The upward trend continued into 2021. This year proved to be a record year in VC exit activity for female-founded companies: Through the third quarter of 2021, almost $59 billion was sold off. In fact, in terms of exit activity, female founders saw stronger performance than the overall VC market. While the overall market was up 101.5 percent, the exit activity for female-founded companies was up 143.6 percent year-over-year. The authors of the PitchBook report attribute this strong activity to the rapid pace at which female-founded companies make exits. In 2018, the average “time to exit” was seven years, both for female-founded companies and the overall market. In the years between 2018 and 2021, the median time to exit for the overall market increased, while the time to exit for female founders decreased. In 2021, the median time to exit in the overall market is 7.7 years; for female founders, it’s 6.7 years.
“[This] points to superior business performance for companies with women in leadership positions,” the report says. “This is an important trend [that] limited partners (LPs) — the wellspring of the VC industry — [can use] to push their general partners (GPs) to invest in more female founders.”
More Female Representation in All Stages of VC
The authors argue that to maintain and increase the level of capital flow to female founders, more representation at all levels and stages of the VC process is required. According to the report, the period from 2019 to 2021 saw a slight increase in the number of female GPs, while the percentage of females in the entire population of GPs in the US increased from 12 percent in 2019 to 15.4 percent in 2021.

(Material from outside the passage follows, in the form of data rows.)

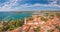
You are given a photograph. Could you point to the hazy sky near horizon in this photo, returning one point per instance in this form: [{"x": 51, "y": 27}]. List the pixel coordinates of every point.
[{"x": 23, "y": 5}]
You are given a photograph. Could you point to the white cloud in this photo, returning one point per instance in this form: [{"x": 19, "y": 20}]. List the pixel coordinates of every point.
[{"x": 8, "y": 6}]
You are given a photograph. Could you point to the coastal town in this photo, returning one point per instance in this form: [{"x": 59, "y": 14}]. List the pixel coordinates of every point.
[{"x": 39, "y": 22}]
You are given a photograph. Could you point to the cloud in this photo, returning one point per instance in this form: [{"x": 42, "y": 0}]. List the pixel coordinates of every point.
[{"x": 13, "y": 5}]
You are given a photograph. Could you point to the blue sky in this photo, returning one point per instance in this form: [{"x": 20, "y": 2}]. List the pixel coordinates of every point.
[{"x": 26, "y": 5}]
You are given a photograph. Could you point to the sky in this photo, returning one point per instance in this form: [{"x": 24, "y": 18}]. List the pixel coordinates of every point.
[{"x": 27, "y": 5}]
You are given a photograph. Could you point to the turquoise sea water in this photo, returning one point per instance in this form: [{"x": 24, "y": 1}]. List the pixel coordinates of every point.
[{"x": 8, "y": 15}]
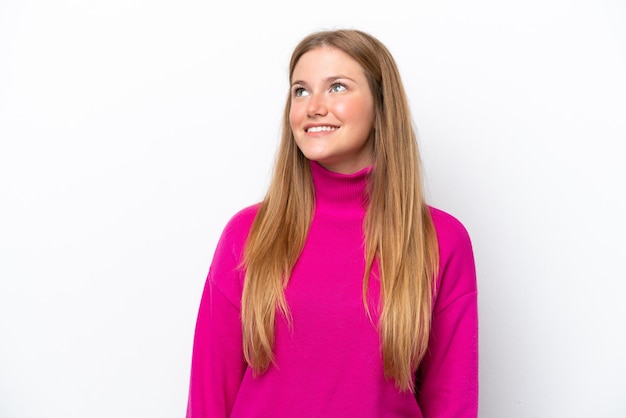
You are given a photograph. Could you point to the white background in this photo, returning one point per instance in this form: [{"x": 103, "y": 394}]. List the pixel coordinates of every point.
[{"x": 132, "y": 130}]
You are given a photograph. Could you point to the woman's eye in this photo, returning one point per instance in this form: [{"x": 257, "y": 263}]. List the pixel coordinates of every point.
[
  {"x": 300, "y": 91},
  {"x": 337, "y": 87}
]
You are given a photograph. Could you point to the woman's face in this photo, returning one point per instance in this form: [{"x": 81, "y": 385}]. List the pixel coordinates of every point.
[{"x": 332, "y": 110}]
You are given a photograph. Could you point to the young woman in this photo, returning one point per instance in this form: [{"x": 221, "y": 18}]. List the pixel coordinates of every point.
[{"x": 342, "y": 294}]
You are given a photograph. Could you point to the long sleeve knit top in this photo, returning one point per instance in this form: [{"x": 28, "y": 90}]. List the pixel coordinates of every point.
[{"x": 329, "y": 363}]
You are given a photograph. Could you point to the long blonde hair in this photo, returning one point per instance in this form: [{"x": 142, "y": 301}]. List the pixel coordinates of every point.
[{"x": 399, "y": 233}]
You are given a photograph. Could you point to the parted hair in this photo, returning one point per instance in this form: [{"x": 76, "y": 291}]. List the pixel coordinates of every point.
[{"x": 399, "y": 233}]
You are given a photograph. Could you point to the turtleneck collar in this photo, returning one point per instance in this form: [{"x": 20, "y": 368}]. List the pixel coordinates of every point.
[{"x": 340, "y": 193}]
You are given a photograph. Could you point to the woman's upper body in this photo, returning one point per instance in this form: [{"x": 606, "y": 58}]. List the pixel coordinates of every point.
[
  {"x": 342, "y": 293},
  {"x": 328, "y": 363}
]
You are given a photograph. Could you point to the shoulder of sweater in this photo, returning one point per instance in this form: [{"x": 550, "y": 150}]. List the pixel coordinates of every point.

An increase in female check writers has a measurable impact on female founders. According to a 2019 PitchBook report, female founders are twice as likely to invest in startups with one female founder, and three times more likely to invest in a female CEO.
Over the past decade, there has also been a significant increase in the number of female angel investors, who are a lifesaver for female-founded startups that lack the robustness to seek institutional capital. According to the PitchBook report, the ten-year period from 2011 to 2021 saw the number of active female angel investors in the U.S. increase from 125 to 895. As a result, female angels are funding female founders: From 2017 to 2020, the number of deals for female founders that were financed by female angels increased by 67.8 percent.
In an e-mail to II, Lolita Taub, a co-founder and general partner at the Community Fund, an early-stage venture fund, said that the trend is clear: “With more woman-led funds, we will see more women founders funded. [The] data shows that.”